Nomogram Model for Predicting the Risk of Multidrug-Resistant Bacteria Infection in Diabetic Foot Patients.

作者信息

Ma Yi-Ni, Zhang Li-Xiang, Hu Yuan-Yuan, Shi Tian-Lu

机构信息

Department of Pharmacy, The First Affiliated Hospital of USTC, Division of Life Sciences and Medicine, University of Science and Technology of China, Hefei, Anhui, 230036, People's Republic of China.
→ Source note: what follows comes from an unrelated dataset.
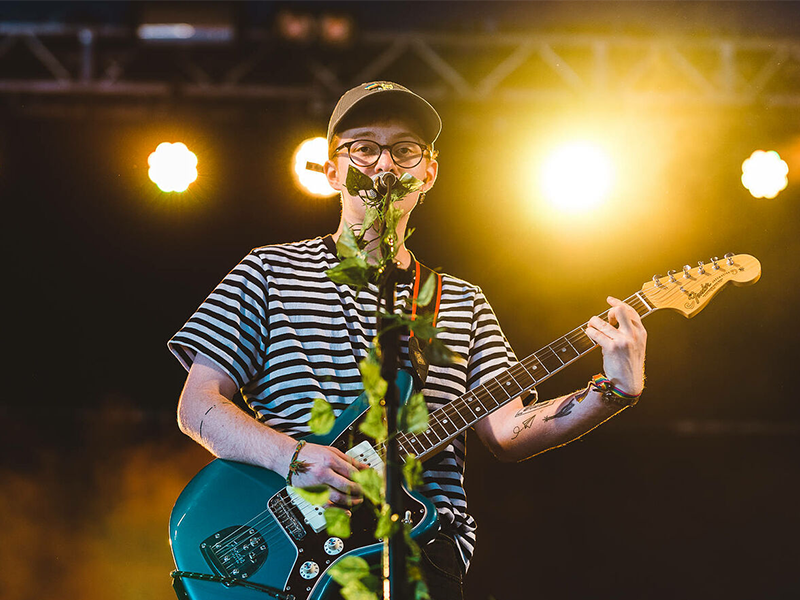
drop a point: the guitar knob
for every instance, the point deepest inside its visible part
(333, 546)
(309, 570)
Department of Cardiology, The First Affiliated Hospital of USTC, Division of Life Sciences and Medicine, University of Science and Technology of China, Hefei, Anhui, 230036, People's Republic of China.

出版信息

Infect Drug Resist. 2021 Feb 18;14:627-637. doi: 10.2147/IDR.S287852. eCollection 2021.

Abstract

OBJECTIVE

This study established an individualized nomogram for predicting the risk of multidrug-resistant bacterial (MDRB) infection in patients with the diabetic foot (DF), and providing a reference for clinical prevention and treatment.

METHODS

A total of 199 DF patients admitted to the hospital from July 2015 to December 2018 were included in this study. The pathogenic bacteria at the site of infection were detected and the factors affecting the occurrence of MDRB infection in DF patients summarized. The R software was used to draw the nomogram, and the Bootstrap Method used to internally verify the model. The calibration curve and the Harrell's Concordance Index (C-index) were used to evaluate the predictive effect of the nomogram model.

RESULTS

Logistic regression analysis showed that age, course of diabetes, previous use of antibacterial drugs, types of antibacterial drugs, and osteoporosis were risk factors for multidrug-resistant infections in DF (P<0.05). The area under the receiver operating characteristic curve (AUC, Area Under Curve) of the nomogram model after internal verification was 0.773 (95% CI: 0.704-0.830). The mean absolute error between the predicted probability of infection in the nomogram and the actual occurrence of MDRB was 0.032, indicating that the nomogram model had good forecasting efficiency and stability.

CONCLUSION

The risk factors for multidrug-resistant infections in DF are age, course of diabetes, previous use of antibacterial drugs, types of antibacterial drugs used, and osteoporosis. The nomogram model drawn on these risk factors has good predictive accuracy and can assist medical staff in formulating targeted infection prevention strategies for patients.

摘要

目的

本研究建立了一个个体化列线图,用于预测糖尿病足(DF)患者多重耐药菌(MDRB)感染的风险,并为临床防治提供参考。

方法

本研究纳入了2015年7月至2018年12月期间收治的199例DF患者。检测感染部位的病原菌,总结影响DF患者发生MDRB感染的因素。使用R软件绘制列线图,并采用Bootstrap法对模型进行内部验证。采用校准曲线和Harrell一致性指数(C指数)评估列线图模型的预测效果。

结果

Logistic回归分析显示,年龄、糖尿病病程、既往使用抗菌药物情况、抗菌药物种类及骨质疏松是DF患者多重耐药感染的危险因素(P<0.05)。内部验证后列线图模型的受试者工作特征曲线下面积(AUC)为0.773(95%CI:0.704-0.830)。列线图预测感染概率与MDRB实际发生情况之间的平均绝对误差为0.032,表明列线图模型具有良好的预测效率和稳定性。

结论

DF患者多重耐药感染的危险因素为年龄、糖尿病病程、既往使用抗菌药物情况、所用抗菌药物种类及骨质疏松。基于这些危险因素绘制的列线图模型具有良好的预测准确性,可协助医务人员为患者制定针对性的感染预防策略。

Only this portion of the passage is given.